In case of an epidemic or some other kind of disaster, a group of doctors know that some patients needing lifesaving care won’t get it, says the AP. The dilemma will be deciding who to let die. No problem, says one group of doctors. They’ve come out with a list. (I hope you’re not on it)

An influential group of physicians has drafted a grimly specific list of recommendations for which patients shouldn’t be treated. The list appeared Monday in the May edition of Chest, the medical journal of the American College of Chest Physicians.

The list of those to “let die” include “the very elderly, seriously hurt trauma victims, severely burned patients and those with severe dementia.”

To prepare, hospitals should designate a team with the Godlike task of deciding who will and who won’t get lifesaving care, the task force wrote. Those out of luck are:

-People older than 85.

-Those with severe trauma, which could include critical injuries from car crashes and shootings.

-Severely burned patients older than 60.

-Those with mental impairment, which could include Alzheimer’s disease.

-Those with a severe chronic disease, such as advanced heart failure, lung disease or poorly controlled diabetes.

The list was compiled by a task force whose members come from prestigious universities, medical groups, the military and government agencies -which is to say the last people you’d want making a list like this.

The proposed guidelines are designed to be a blueprint for hospitals “so that everybody will be thinking in the same way” when pandemic flu or another widespread health care disaster hits, said Dr. Asha Devereaux, a critical care specialist in San Diego and lead writer of the task force report.

Show of hands -anytime a group that’s in charge say they want everyone “thinking in the same way” do you get a little nervous?

The idea, they say, is to try to make sure that scarce resources — including ventilators, medicine and doctors and nurses — are used in a uniform, objective way, task force members said.

Dr. Kevin Yeskey, director of the preparedness and emergency operations office at the Department of Health and Human Services, was on the task force. He downplayed the report saying it would be among many the agency reviews as part of preparedness efforts.

I would just like to know which hospitals sign on to the list, OK?

The proposals, said one public policy expert, resemble a battlefield approach in which limited health care resources are reserved for those most likely to survive.

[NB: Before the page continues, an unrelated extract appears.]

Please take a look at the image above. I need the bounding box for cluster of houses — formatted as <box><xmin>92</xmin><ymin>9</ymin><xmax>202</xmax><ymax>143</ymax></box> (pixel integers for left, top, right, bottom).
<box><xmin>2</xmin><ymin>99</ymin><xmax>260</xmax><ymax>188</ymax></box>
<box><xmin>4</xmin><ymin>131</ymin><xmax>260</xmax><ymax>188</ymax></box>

Look, nobody suspect more than me that we are way overdue for an Old Testament sized butt whoopin’. And everyone knows if things really hit the fan and there are scarce resources that care must be given to those with a greater chance of survival. But to come out with a list such as this seems like the first step of something, doesn’t it? It codifies something that maybe would be better left unsaid for a while.

One of the scariest things about this is the question of who defines how scarce resources have to get before the list is utilized. Does a recession count? Resources are always finite so when do we start “letting” people die? Doesn’t it make you feel a little uneasy?